Earlier this year, CBS News published the results of a two-month-long investigation into how black history is taught around the U.S., taking a look at the social studies standards in all 50 states and the District of Columbia.

That report found seven states do not directly mention slavery in their state standards and eight states do not mention the civil rights movement. Only two states specifically mention white supremacy, while 16 states list "states' rights" as a cause of the Civil War.

A 2016 survey conducted by the Smithsonian National Museum of African American History and Culture estimated that less than 10% of total class time is devoted to teaching African American history.

Robert Cohen, a professor of history and social studies in NYU's Steinhardt School of Culture, Education, and Human Development, said while black history is taught in some schools, curriculums are often incomplete.

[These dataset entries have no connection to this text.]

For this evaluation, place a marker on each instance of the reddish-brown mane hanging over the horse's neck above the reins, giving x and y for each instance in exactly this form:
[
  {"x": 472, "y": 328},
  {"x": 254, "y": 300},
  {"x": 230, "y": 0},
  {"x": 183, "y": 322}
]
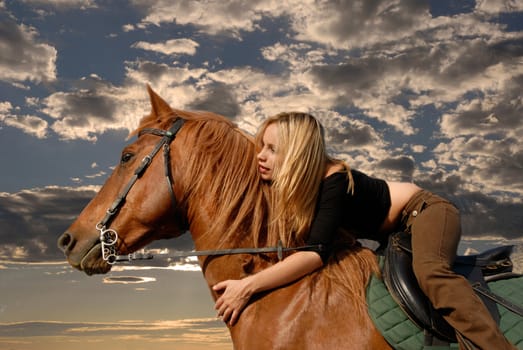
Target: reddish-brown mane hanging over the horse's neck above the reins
[{"x": 223, "y": 167}]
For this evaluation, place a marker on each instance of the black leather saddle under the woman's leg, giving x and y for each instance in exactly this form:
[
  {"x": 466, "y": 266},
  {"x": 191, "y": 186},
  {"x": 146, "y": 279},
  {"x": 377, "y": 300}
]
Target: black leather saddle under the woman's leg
[{"x": 479, "y": 269}]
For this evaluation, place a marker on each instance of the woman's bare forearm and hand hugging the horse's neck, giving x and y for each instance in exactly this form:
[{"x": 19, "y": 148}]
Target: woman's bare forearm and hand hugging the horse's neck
[{"x": 236, "y": 293}]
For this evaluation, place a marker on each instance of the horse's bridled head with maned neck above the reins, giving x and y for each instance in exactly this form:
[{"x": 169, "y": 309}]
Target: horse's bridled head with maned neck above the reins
[{"x": 209, "y": 164}]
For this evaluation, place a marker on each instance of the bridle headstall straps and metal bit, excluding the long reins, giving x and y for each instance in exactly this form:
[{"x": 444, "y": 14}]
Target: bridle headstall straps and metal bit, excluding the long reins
[{"x": 109, "y": 237}]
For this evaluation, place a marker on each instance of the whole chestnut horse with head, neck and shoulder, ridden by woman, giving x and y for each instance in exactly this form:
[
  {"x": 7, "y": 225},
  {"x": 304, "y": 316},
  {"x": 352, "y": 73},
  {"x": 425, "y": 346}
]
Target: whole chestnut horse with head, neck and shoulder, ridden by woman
[{"x": 217, "y": 194}]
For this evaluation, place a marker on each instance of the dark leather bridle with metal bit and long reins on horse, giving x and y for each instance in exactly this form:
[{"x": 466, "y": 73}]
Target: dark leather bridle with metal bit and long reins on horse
[{"x": 109, "y": 236}]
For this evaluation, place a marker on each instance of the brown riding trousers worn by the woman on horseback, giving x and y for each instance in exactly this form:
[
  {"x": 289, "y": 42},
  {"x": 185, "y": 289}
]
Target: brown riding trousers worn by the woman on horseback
[{"x": 436, "y": 230}]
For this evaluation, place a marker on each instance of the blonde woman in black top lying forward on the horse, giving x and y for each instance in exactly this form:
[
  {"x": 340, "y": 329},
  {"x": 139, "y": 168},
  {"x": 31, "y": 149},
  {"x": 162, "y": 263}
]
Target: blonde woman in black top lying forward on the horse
[{"x": 314, "y": 195}]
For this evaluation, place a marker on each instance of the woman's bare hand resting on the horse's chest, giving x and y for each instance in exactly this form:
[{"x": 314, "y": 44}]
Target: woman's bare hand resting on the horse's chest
[{"x": 235, "y": 296}]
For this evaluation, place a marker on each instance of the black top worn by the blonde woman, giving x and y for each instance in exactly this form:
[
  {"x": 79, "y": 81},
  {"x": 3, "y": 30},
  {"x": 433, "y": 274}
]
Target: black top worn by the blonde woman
[{"x": 362, "y": 212}]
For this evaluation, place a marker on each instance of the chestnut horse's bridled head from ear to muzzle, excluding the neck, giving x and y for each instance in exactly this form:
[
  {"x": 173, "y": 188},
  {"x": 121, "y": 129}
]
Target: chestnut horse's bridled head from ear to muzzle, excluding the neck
[{"x": 136, "y": 202}]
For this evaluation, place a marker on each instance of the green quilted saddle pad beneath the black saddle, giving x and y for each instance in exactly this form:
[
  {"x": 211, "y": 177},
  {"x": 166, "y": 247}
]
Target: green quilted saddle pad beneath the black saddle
[{"x": 403, "y": 334}]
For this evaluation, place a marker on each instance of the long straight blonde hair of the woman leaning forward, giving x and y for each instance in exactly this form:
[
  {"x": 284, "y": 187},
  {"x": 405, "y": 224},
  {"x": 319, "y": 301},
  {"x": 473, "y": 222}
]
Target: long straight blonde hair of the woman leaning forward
[{"x": 297, "y": 175}]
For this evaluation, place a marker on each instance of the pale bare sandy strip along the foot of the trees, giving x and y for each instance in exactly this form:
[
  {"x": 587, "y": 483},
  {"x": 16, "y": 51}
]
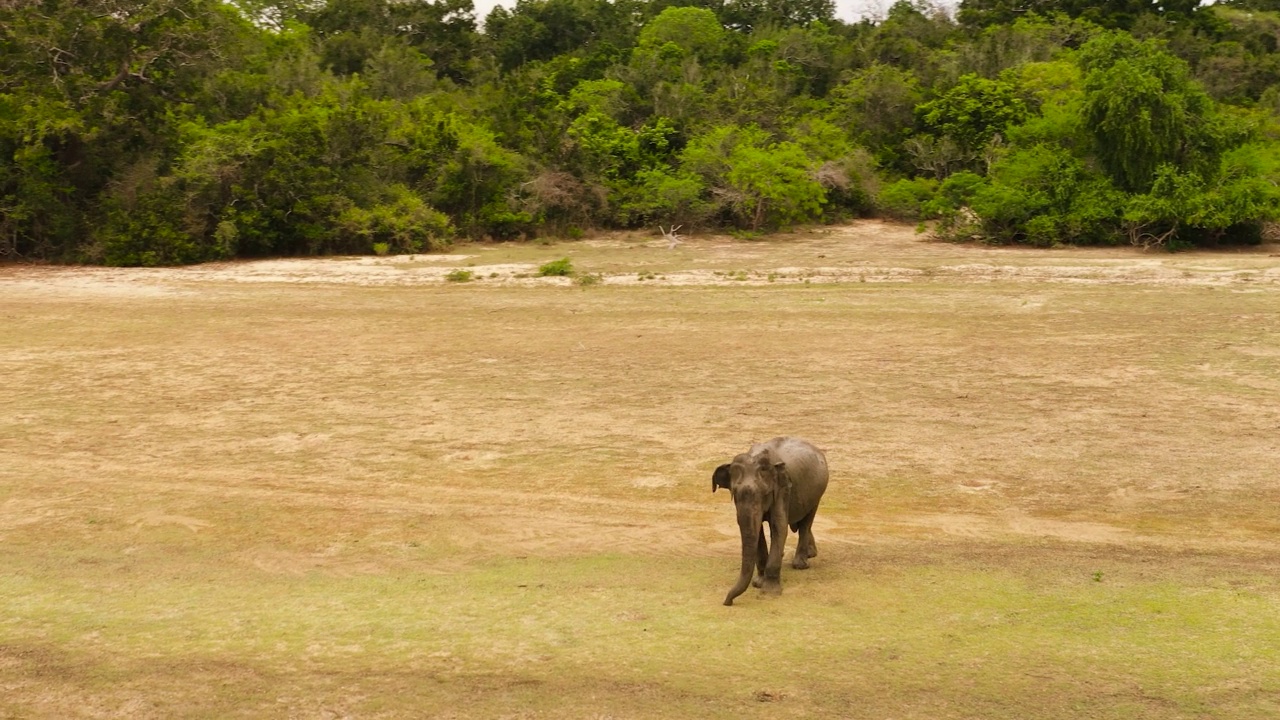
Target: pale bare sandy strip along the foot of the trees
[{"x": 862, "y": 252}]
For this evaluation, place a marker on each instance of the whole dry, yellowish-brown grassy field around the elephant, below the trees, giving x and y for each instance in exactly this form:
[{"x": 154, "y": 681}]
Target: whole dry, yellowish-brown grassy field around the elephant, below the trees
[{"x": 351, "y": 489}]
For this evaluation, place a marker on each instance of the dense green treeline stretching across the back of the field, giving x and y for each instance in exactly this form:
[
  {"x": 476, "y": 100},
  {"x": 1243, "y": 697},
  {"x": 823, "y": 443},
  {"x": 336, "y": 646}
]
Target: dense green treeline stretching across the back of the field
[{"x": 143, "y": 133}]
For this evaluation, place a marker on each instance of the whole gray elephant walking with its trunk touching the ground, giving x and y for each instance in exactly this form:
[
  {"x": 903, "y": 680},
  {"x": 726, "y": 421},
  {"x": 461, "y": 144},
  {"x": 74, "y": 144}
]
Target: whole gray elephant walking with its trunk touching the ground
[{"x": 779, "y": 482}]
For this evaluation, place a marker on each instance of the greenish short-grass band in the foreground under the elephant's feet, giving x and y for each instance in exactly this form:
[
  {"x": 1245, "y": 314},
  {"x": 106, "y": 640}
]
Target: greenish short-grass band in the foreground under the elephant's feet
[{"x": 996, "y": 642}]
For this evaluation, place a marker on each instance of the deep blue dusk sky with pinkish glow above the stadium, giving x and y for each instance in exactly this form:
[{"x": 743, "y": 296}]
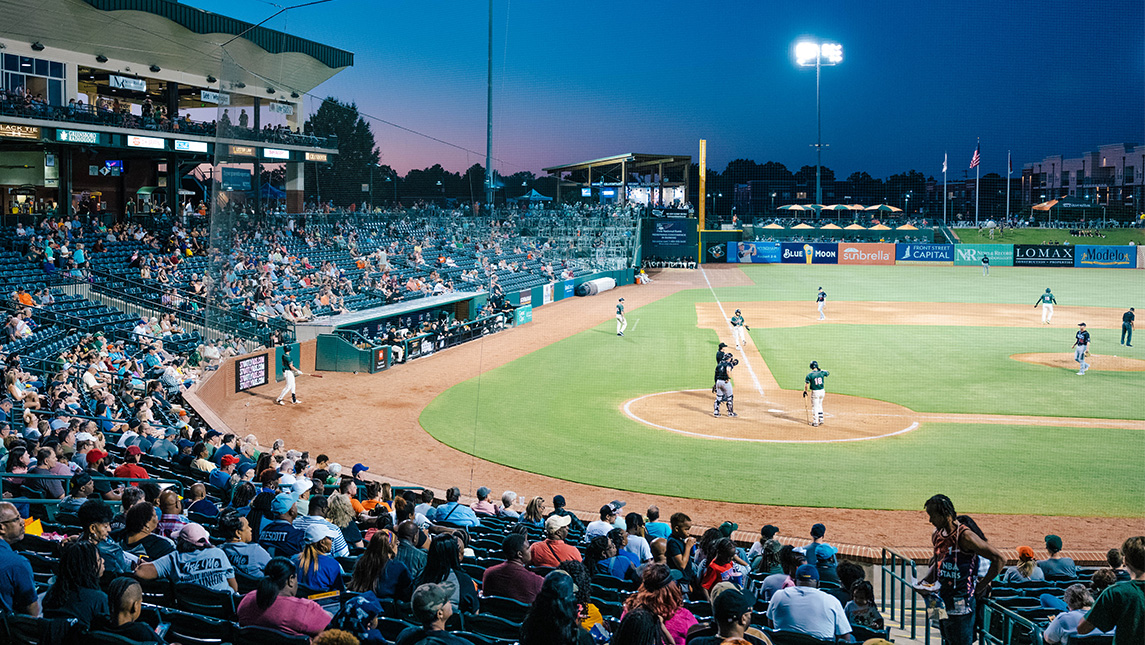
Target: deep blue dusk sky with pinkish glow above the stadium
[{"x": 575, "y": 82}]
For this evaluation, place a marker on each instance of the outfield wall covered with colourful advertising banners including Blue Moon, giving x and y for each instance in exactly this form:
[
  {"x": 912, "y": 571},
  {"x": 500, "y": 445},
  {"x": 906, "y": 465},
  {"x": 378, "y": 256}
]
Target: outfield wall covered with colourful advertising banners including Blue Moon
[{"x": 1069, "y": 256}]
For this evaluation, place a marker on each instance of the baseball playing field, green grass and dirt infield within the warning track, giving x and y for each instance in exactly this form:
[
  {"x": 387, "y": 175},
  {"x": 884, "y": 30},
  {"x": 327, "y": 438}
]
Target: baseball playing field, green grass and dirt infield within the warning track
[{"x": 939, "y": 379}]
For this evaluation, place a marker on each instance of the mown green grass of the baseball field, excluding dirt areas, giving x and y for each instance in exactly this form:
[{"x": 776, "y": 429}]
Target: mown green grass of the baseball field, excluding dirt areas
[{"x": 557, "y": 412}]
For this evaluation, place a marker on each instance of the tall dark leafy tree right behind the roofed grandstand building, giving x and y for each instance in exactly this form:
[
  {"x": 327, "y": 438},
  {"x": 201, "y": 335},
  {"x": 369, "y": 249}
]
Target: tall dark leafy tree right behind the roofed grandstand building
[{"x": 343, "y": 178}]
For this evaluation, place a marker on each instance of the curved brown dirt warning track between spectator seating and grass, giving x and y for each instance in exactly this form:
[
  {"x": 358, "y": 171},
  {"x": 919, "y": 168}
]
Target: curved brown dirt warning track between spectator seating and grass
[{"x": 374, "y": 420}]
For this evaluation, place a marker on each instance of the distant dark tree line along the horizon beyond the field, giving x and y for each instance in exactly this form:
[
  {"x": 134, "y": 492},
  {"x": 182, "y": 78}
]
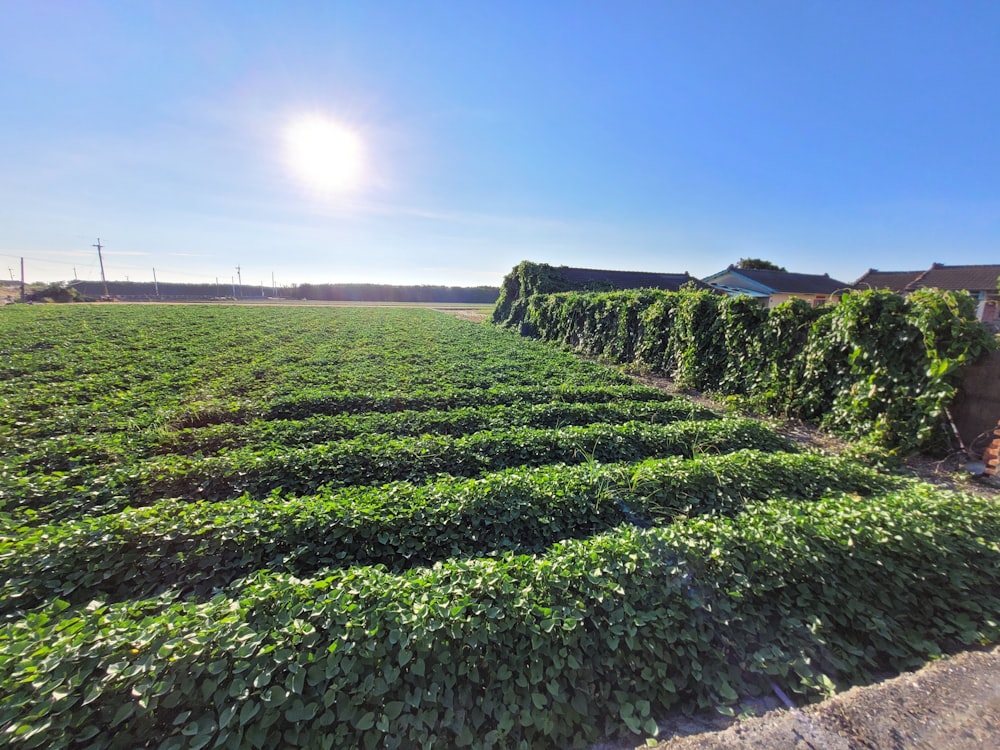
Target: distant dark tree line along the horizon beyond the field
[{"x": 146, "y": 290}]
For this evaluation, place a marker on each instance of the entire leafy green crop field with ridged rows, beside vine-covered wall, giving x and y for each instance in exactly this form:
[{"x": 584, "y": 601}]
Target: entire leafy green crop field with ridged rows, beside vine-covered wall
[{"x": 332, "y": 527}]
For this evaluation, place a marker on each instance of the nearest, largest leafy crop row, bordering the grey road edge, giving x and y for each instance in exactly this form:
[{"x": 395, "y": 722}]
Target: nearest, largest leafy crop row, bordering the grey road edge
[{"x": 592, "y": 637}]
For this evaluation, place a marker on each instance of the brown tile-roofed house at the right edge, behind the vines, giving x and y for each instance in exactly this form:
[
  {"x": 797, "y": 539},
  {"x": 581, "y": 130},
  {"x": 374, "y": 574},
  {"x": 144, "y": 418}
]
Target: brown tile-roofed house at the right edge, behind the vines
[{"x": 979, "y": 281}]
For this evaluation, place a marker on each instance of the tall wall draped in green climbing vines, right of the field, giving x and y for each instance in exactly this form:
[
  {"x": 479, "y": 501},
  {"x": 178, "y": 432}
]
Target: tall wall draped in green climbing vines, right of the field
[{"x": 878, "y": 367}]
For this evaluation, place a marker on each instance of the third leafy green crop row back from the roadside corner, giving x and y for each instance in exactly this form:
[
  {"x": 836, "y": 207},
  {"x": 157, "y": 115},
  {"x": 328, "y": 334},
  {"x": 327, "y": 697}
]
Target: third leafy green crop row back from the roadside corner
[{"x": 365, "y": 460}]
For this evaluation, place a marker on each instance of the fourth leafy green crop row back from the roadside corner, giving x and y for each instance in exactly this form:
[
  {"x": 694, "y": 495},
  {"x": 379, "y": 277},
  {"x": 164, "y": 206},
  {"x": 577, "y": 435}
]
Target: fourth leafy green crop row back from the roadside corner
[{"x": 452, "y": 413}]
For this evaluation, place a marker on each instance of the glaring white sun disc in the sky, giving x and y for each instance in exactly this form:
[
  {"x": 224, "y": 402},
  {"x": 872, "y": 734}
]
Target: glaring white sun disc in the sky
[{"x": 324, "y": 154}]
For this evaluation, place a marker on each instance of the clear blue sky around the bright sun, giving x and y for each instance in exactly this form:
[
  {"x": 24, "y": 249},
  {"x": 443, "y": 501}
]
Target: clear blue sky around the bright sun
[{"x": 828, "y": 137}]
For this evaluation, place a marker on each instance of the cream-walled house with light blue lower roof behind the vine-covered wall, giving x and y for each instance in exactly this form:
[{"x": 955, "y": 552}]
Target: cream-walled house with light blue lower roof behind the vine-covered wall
[{"x": 776, "y": 287}]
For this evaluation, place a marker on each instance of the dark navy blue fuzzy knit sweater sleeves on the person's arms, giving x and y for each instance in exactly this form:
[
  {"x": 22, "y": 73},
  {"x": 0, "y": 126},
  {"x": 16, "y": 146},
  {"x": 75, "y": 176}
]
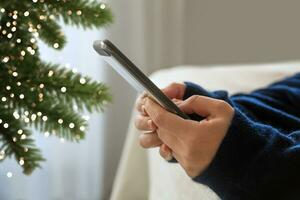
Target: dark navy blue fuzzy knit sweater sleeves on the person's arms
[{"x": 259, "y": 157}]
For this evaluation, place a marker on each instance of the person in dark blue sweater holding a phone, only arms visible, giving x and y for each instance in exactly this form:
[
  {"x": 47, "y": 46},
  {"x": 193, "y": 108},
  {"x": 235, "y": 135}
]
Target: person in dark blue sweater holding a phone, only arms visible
[{"x": 247, "y": 146}]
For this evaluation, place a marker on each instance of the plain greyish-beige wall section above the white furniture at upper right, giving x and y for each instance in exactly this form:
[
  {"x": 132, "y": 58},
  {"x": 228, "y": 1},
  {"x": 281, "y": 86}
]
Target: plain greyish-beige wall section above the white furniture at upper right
[{"x": 236, "y": 31}]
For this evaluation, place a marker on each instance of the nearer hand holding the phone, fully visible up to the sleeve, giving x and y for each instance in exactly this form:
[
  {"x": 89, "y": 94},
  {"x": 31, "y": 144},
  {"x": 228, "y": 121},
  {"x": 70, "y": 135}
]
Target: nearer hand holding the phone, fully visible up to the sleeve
[{"x": 194, "y": 144}]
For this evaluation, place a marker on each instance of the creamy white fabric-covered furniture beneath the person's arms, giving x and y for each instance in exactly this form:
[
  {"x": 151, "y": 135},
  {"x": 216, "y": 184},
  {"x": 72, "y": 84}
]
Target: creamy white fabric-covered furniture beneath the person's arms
[{"x": 143, "y": 174}]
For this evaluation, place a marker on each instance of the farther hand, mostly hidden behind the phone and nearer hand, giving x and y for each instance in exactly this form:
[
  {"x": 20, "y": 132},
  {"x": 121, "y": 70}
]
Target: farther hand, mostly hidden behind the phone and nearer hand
[{"x": 149, "y": 137}]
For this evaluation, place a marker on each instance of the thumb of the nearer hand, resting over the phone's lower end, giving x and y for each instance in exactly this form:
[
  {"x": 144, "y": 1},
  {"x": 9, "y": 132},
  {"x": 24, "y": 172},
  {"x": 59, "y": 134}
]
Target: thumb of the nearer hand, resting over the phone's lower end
[{"x": 200, "y": 105}]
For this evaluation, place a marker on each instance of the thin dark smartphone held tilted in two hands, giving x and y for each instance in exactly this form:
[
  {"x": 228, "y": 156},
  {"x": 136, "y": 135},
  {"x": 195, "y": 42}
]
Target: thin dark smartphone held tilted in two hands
[{"x": 131, "y": 73}]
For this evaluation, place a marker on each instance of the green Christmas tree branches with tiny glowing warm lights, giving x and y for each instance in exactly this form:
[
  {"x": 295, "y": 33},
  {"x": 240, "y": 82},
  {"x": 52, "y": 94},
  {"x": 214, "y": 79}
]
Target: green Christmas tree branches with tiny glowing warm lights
[{"x": 38, "y": 95}]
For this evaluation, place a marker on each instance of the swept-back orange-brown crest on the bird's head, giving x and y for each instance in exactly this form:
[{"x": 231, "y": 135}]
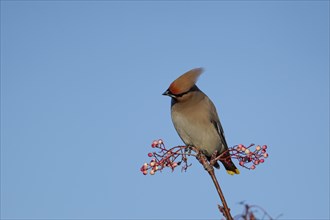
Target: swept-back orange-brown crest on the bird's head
[{"x": 185, "y": 81}]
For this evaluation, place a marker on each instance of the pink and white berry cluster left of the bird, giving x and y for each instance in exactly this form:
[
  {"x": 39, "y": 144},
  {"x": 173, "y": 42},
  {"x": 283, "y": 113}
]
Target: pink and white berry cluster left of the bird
[{"x": 165, "y": 158}]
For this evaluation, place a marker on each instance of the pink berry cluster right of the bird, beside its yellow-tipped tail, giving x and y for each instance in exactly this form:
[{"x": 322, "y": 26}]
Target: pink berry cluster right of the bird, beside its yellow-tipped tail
[{"x": 248, "y": 158}]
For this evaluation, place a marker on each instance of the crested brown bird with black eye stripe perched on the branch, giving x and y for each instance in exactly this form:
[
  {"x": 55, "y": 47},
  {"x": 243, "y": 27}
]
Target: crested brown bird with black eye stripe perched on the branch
[{"x": 196, "y": 120}]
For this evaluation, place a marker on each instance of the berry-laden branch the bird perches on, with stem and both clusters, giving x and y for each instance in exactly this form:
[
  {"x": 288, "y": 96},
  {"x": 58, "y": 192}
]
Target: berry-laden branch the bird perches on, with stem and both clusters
[{"x": 178, "y": 155}]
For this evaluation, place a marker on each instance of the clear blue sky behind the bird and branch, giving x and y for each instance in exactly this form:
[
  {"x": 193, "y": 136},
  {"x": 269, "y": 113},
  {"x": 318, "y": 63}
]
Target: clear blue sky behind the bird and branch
[{"x": 81, "y": 85}]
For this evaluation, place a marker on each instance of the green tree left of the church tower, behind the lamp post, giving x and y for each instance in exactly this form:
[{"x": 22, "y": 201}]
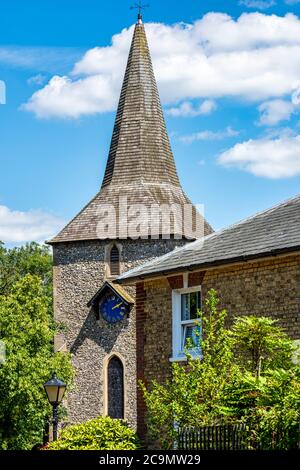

In an unpublished op-ed shared with CBS News, Cohen writes that "the George Floyd tragedy is the latest reminder that much of America has yet to come to grips with its history of police brutality and murder of Black people."

"A good place to begin rectifying this ignorance is in our nation's classrooms, which need to offer a realistic approach to this history," the op-ed reads.

Cohen believes educators should rethink how they teach about Martin Luther King Jr.'s "I have a dream" speech.

"MLK is often presented in schools as a dreamer rather than a penetrating critic of American racism," Cohen told CBS News via email. "So even though his 'I have a dream' speech offers a scorching indictment of racism and its history in the U.S., that part of his speech — including his attack on police brutality — is ignored.

Westenley Alcenat, an assistant professor of History, Urban & American Studies at Fordham University, says black history curriculums in all schools are either "inadequate, inaccurate, or simply non-existent." 
"I went to high school in Minneapolis, actually, exactly in the same areas that were deeply affected by the George Floyd incident," Alcenat told CBS News. "I can confidently tell you that much of what I know regarding American history within the context of what contributions or roles black people made to it... was not something that I really learned as much about in high school as something I learned in adulthood." 
Alcenat said African American history is often sequestered from the larger narrative of American history. Instead, children at all education levels should be learning about the contributions African Americans made throughout history.
"We are not taught enough about how black men and women put their lives on the line to create what we know today as the multiracial vision of American democracy," Alcenat said. 
"Given the type of society we're striving towards, the type of society we'd like to be, let's let our kids know very early on what [African Americans'] particular contributions really are," he said. 
In the wake of nationwide protests against racial injustice, new efforts are being made by many American institutions to advance diversity and equality and address longstanding biases. Companies are suddenly recognizing the need to rebrand products like Aunt Jemima and Uncle Ben's due to their racist imagery, the country band Lady Antebellum changed its name, and NASCAR banned the Confederate flag.

While these changes may be welcome, some believe real progress can only be made if a fuller version of history is taught in schools. 

"Without knowledge of history, how do you put together an empathetic, humane response to horrible situations like the George Floyd murder, which we know is a symptom of the larger historical forces of racism in this country?" Alcenat said. "It's incredibly important that we try to provide a correctness to how it's all being taught at the moment. Or else we risk not necessarily repeating history, we risk not knowing how to deal with ourselves when these moments of history come upon us."